EDW & Data Lake Implementation
· Develop dimensional data models (Star Schema, Snowflake Schema) for analytics and reporting.
· Build and maintain tables in Iceberg, Delta Lake, or equivalent OTF formats.
· Optimize partitioning, indexing, and metadata for fast query performance.
Healthcare Data Integration
· Build ingestion and transformation pipelines for EDI X12 transactions (837, 835, 278, etc.).
· Implement mapping and transformation of EDI data with FHIR and HL7 frameworks.
· Work hands-on with AWS Health Lake (or equivalent) to store and query healthcare data.
Data Quality, Security & Compliance
· Develop automated validation scripts to enforce data quality and integrity.
· Implement IAM roles, encryption, and auditing to meet HIPAA and CMS compliance standards.
· Maintain lineage and governance documentation for all pipelines.
Collaboration & Delivery
· Work closely with the Lead Data Engineer, analysts, and data scientists to deliver pipelines that support enterprise-wide analytics.
· Actively contribute to CI/CD pipelines, Infrastructure-as-Code (IaC), and automation.
· Continuously improve pipelines and adopt new technologies where appropriate.
Required Skills & Qualifications
The candidate should have experience as a data engineer or in a similar role, with a strong understanding of data architecture and ETL processes. The candidate should be proficient in programming languages for data processing and knowledgeable about distributed computing and parallel processing.
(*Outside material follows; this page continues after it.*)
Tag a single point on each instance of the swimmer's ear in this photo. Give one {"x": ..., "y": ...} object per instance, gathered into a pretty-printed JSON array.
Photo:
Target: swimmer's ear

· 3+ years of hands-on experience in building, deploying, and maintaining data pipelines on AWS or equivalent cloud platforms.
· Strong coding skills in Python and SQL (Scala or Java a plus).
· Proven experience with Apache Spark (PySpark) for large-scale processing.
· Hands-on experience with AWS Glue, S3, Redshift, Athena, EMR, Lake Formation.
· Strong debugging and performance optimization skills in distributed systems.
· Hands-on experience with Iceberg, Delta Lake, or other OTF table formats.
· Experience with Airflow or other pipeline orchestration frameworks.
· Practical experience in CI/CD and Infrastructure-as-Code (Terraform, CloudFormation).
· Practical experience with EDI X12, HL7, or FHIR data formats.
· Strong understanding of Medallion Architecture for data lake houses.
· Hands-on experience building dimensional models and data warehouses.
· Working knowledge of HIPAA and CMS interoperability requirements.
Education:
This position requires a bachelor’s or master’s degree from an accredited college or university with a major in computer science, statistics, mathematics, economics, or a related field. Three (3) years of equivalent experience in a related field may be substituted for the Bachelor’s degree.